Native Americans Hidden in Our Family Trees

It’s hard to get a good picture of Native American territory because governments were always pushing and pulling boundaries. One boundary of particular interest is the one between Canada and the United States. For the Native People, that must have been impossible to comprehend. When lines were drawn between these two countries, the Natives on one side lived on Canadian territory and those on the other side lived under the jurisdiction of the United States. Being that Indian life styles were nomadic, they continued to inhabit both countries as long as it was safe. Sometimes there is a “thin line” between American and Canadian Indians if there is any line at all.

As we seek answers to our genealogical questions, there are few or none. But we can imagine can’t we? If you believe your ancestors were Plains Indians, a broad term for many different tribes, Father Lacombe has left behind some colorful descriptions of the people he grew to love and respect.

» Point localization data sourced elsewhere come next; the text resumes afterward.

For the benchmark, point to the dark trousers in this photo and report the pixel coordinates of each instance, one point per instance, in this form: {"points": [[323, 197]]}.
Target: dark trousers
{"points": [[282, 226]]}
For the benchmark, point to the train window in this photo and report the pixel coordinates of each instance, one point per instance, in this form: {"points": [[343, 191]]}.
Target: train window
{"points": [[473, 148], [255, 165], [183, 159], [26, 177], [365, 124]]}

“He watched with interest as the men rode up, wearing skin shields on their arms, full quivers at their sides, eagle feathers in their hair, and startling bright paint on their half-naked bodies. Squaws and children, yelping dogs and clanging iron kettles added color and noise. Ponies drew the travois, or Indian wagons, formed of crossed poles on which was piled the camp equipment. While the men traded their furs and skins for the things they wanted, the squaws put up the lodges and made the camp.” BLACK ROBE AND WHITE HEART, The Book of Knowledge, Vol 10, pg. 3467, The Grolier Society Inc., 1956.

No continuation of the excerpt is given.